I'm executing the following command which executes a group of scripts with each script being a curl download.
parallel --resume-failed --joblog logshd.log {1} ::: SH/*.sh
The set of files downloaded is quite large. I've noticed some files don't download.
I hoped that the resume-failed parameter would ensure that all the downloads that fail resume and complete.
From the gnu documentation
Where --resume-failed reads the commands from the command line (and ignores the commands in the joblog), --retry-failed ignores the command line and reruns the commands mentioned in the joblog.
I'm not clear on what ignoring the command line or ignores the commands in the job log means. Could that be clarified.
Can --resume-failed and --retry-failed be declared within the same command and if so what is the effect of that?
Regards Conteh
If we assume the download fails intermittently then your answer is --retries 10
. It will run the command 10 times before giving up.
--resume-failed
and --retry-failed
are both used when GNU Parallel has finished, and you then figure out that you want to retry some of the jobs again.

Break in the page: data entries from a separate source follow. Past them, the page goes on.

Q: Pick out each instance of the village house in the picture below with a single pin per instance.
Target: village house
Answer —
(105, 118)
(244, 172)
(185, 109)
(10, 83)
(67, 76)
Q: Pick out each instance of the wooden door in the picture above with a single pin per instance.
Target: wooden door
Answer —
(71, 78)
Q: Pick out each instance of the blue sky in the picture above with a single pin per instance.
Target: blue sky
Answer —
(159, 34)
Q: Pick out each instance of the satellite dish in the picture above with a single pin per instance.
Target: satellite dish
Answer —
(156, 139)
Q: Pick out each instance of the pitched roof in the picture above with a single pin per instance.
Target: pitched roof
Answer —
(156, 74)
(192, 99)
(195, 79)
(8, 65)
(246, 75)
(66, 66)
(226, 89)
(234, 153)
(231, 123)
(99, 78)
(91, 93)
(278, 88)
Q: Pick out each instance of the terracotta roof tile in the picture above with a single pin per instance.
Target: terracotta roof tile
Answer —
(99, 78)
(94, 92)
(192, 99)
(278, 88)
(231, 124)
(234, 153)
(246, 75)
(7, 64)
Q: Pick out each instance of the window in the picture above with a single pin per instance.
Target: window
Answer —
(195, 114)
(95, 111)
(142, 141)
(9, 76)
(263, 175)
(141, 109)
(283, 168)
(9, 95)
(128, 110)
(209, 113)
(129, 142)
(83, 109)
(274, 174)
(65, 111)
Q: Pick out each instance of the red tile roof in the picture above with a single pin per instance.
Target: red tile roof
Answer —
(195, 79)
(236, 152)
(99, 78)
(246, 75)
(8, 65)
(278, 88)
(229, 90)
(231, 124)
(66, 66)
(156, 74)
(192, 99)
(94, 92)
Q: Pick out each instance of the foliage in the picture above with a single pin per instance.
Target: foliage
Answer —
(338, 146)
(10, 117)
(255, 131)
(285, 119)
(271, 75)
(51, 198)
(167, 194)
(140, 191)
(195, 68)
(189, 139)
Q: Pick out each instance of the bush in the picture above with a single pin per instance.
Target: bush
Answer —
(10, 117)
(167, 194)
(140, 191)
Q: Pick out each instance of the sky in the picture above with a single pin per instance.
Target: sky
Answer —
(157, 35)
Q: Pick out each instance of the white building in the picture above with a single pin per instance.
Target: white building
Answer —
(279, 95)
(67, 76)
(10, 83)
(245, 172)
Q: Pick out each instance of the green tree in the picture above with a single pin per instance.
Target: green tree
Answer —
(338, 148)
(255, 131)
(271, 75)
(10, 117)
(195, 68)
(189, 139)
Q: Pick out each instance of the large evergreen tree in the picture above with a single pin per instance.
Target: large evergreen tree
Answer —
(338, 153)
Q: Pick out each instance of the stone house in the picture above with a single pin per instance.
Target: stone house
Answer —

The difference between the two is in how to retry the command.
--retry-failed
will run exactly the same command as failed before. It does that by looking in the joblog for the command. This is typically what you want.--resume-failed
is used if you figure out that the failing command actually needed some other parameter: i.e. GNU Parallel should not run exactly the same command, but it should run a (typically slightly changed) command with the same parameters instead.